Could you imagine Mayweather as a heavyweight fighting the undefeated George Foreman 40-0 (37), who Ali regained the title from, without making him submit to getting blood tested for performance enhancing drugs twice a day for six months before the fight? What about Mayweather as a heavyweight having to deal with Frazier’s unrelenting aggression and unending stamina for 15 rounds? Floyd would’ve made Joe run a marathon on the morning of the fight.
Not Muhammad Ali. He offered to let Frazier’s and Foreman’s relatives judge their fights against him. And if there were rumors out there that Foreman was using HGH or steroids, Ali would’ve said, “George, you better get extra shoot up on the day we fight – because I’m going to kick you’re a– and the a– of the guy who injects you!” And when Ali fought Foreman, he fought him in a phone booth disguised as a 16 foot ring. This as opposed to Mayweather, who would’ve demanded that the ring be as big as a shopping mall parking lot.
Muhammad Ali always delivered. He didn’t always participate in great fights but many of his high profile bouts were. He always fought the best of the best when the heavyweight division was littered with greats and near greats. And Muhammad never complained about how his opponents stretched the rules during their bout. With the exception of Chuck Wepner’s continuous rabbit punching, Ali never looked to the referee to bail him out of a difficult situation. Ali’s big bouts were also scheduled for 15-rounds and often it was during the final rounds that he pulled out a lot of tough and close fights because of his iron will and stamina.

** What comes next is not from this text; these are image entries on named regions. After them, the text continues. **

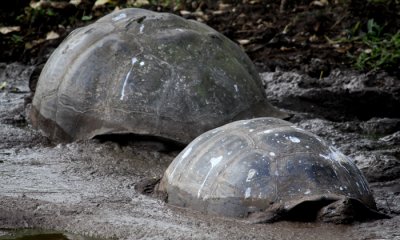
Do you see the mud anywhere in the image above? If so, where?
[0,64,400,240]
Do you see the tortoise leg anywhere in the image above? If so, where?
[318,198,389,224]
[317,198,356,224]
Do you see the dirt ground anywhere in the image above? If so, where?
[0,0,400,240]
[0,64,400,240]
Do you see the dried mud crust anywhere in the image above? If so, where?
[0,62,400,240]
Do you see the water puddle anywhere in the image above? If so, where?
[0,229,99,240]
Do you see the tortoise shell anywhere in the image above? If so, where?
[158,118,376,221]
[31,9,286,143]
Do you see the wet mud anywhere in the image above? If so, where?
[0,64,400,240]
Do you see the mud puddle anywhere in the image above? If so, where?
[0,62,400,240]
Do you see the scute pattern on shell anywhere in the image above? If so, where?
[31,9,285,143]
[159,118,375,217]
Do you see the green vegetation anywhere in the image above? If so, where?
[355,19,400,71]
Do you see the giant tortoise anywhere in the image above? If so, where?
[158,118,383,223]
[31,8,286,143]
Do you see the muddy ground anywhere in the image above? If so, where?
[0,63,400,240]
[0,0,400,240]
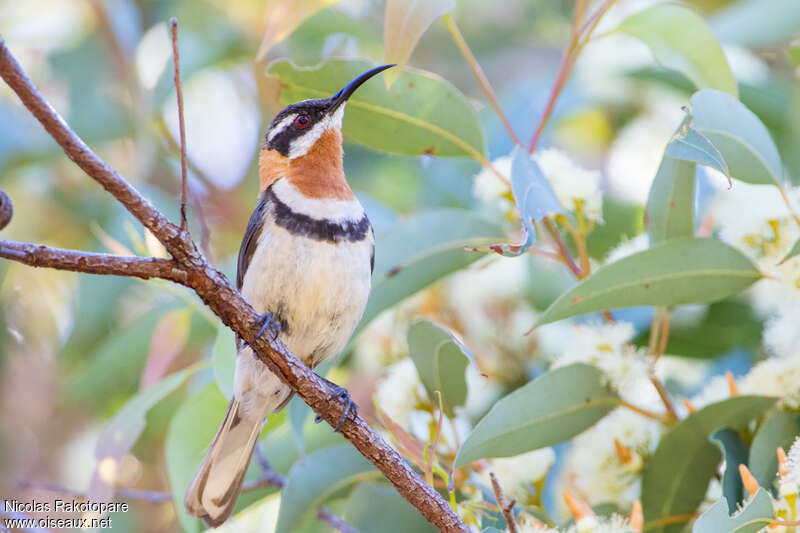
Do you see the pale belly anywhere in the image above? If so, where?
[234,217,373,418]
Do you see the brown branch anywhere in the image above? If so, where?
[444,13,522,146]
[317,505,358,533]
[0,239,187,283]
[489,472,519,533]
[0,35,469,533]
[169,17,188,231]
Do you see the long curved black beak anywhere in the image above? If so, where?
[330,64,395,111]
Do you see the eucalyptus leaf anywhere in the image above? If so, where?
[642,396,777,533]
[267,60,484,159]
[89,363,206,501]
[383,0,456,87]
[644,155,695,245]
[408,320,469,417]
[710,0,800,47]
[691,89,783,185]
[455,363,620,468]
[211,323,236,398]
[692,489,774,533]
[710,428,749,513]
[536,237,761,326]
[664,115,731,185]
[747,409,800,487]
[275,443,380,533]
[617,3,738,96]
[357,209,504,331]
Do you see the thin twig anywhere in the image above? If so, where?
[542,217,583,279]
[653,308,669,365]
[778,183,800,226]
[489,472,519,533]
[444,13,522,145]
[317,505,358,533]
[528,0,615,154]
[255,444,286,488]
[620,400,672,423]
[0,38,469,533]
[169,17,189,231]
[650,374,678,422]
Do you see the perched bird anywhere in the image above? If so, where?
[184,65,393,527]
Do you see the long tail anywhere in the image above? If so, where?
[184,399,263,527]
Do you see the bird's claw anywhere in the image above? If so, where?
[314,378,358,433]
[256,313,281,340]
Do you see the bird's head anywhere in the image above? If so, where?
[260,65,394,195]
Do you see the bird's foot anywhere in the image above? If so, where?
[314,378,358,433]
[256,313,281,340]
[241,313,281,359]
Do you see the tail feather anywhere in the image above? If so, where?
[184,399,263,527]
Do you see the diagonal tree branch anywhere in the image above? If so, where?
[0,34,469,533]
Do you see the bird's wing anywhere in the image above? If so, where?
[236,194,269,290]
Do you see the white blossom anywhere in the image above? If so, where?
[480,448,556,502]
[375,358,431,430]
[739,357,800,409]
[606,233,650,263]
[558,409,661,508]
[534,148,603,222]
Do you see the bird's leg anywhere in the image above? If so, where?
[241,312,281,359]
[256,312,281,340]
[314,376,358,432]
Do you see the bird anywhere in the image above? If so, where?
[184,65,394,527]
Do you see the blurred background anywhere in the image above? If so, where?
[0,0,800,531]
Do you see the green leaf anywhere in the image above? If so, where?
[781,239,800,263]
[482,145,564,257]
[165,383,228,533]
[710,428,748,513]
[691,89,783,185]
[644,154,695,245]
[747,410,800,487]
[664,115,732,185]
[89,363,207,501]
[692,489,774,533]
[258,0,340,61]
[342,483,437,533]
[211,324,236,398]
[408,320,469,417]
[383,0,456,87]
[455,363,620,468]
[64,306,171,404]
[357,209,504,331]
[642,396,776,533]
[275,443,380,533]
[536,237,761,326]
[267,60,484,160]
[617,3,738,96]
[710,0,800,47]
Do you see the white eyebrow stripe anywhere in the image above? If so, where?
[289,104,345,159]
[267,113,297,141]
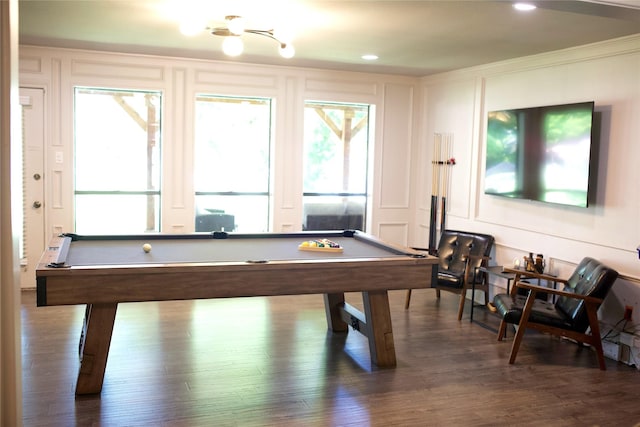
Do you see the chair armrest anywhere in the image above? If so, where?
[515,282,603,304]
[464,254,491,283]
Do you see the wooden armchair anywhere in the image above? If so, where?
[405,230,494,320]
[493,257,618,370]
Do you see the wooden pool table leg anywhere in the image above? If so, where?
[324,291,396,368]
[362,291,396,367]
[76,304,118,395]
[324,293,349,332]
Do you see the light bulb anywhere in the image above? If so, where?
[278,43,296,58]
[222,36,244,56]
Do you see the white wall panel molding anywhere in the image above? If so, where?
[71,59,165,81]
[169,69,186,209]
[19,55,42,75]
[274,77,304,212]
[374,222,409,246]
[374,84,414,209]
[46,58,63,149]
[280,222,299,233]
[49,169,64,209]
[304,77,379,96]
[194,68,278,93]
[422,34,640,84]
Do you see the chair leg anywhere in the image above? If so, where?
[586,302,607,371]
[498,319,507,341]
[458,289,464,320]
[404,289,411,310]
[509,296,536,365]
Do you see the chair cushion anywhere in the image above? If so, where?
[438,230,494,288]
[493,294,573,329]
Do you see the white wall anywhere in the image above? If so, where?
[20,46,418,244]
[0,0,22,427]
[415,36,640,323]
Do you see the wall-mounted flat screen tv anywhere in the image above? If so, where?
[484,102,594,207]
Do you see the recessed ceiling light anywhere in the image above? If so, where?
[513,3,536,12]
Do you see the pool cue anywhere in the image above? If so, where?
[429,134,440,255]
[439,134,451,233]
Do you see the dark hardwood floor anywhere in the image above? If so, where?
[22,290,640,427]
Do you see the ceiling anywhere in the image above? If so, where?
[19,0,640,76]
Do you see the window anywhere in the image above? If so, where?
[74,87,162,234]
[302,102,370,230]
[194,95,271,233]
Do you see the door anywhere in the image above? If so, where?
[20,88,45,288]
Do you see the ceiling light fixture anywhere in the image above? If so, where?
[207,15,295,58]
[513,3,536,12]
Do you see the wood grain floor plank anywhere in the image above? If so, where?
[22,290,640,427]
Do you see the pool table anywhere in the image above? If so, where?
[36,230,437,395]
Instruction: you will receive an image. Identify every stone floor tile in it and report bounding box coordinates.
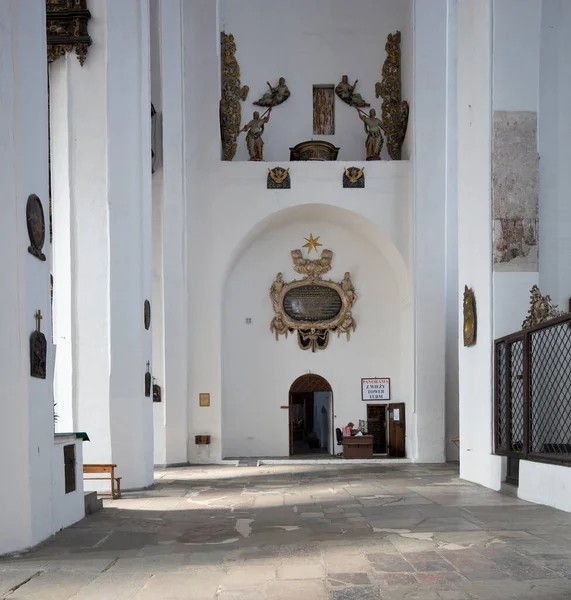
[63,573,152,600]
[264,579,328,600]
[221,565,276,589]
[327,573,371,588]
[135,573,219,600]
[414,571,464,585]
[367,553,414,573]
[277,563,325,579]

Ali always had something substantive to say. He was funny and his quick wit had no equal. He never dictated the terms of his bouts and was a real fighter who was gracious in victory and defeat. If Muhammad Ali was around today his nickname wouldn’t be “Money,” it would be “TFR,” standing for “The Federal Reserve,” because only they could’ve cashed his checks after his bouts. If Ali was heavyweight champion in 2014, Floyd Mayweather would be an HBO fighter, fighting at Boardwalk Hall in Atlantic City in front of a viewing audience of a million plus households, like he was before he re-invented himself during the build up to his fight with Oscar De La Hoya.
Mayweather can probably gross $50 million for fighting Manny Pacquiao in 2015 or 2016, and that might be a conservative estimate. And if Floyd can get that much for fighting Pacquiao, how much would Ali gross if he were fighting Frazier or Foreman with everything being the same? In actuality, $100 million is probably low balling it.
It’s hard to comprehend just how huge of a star and personality Muhammad Ali would be today if he were heavyweight champion.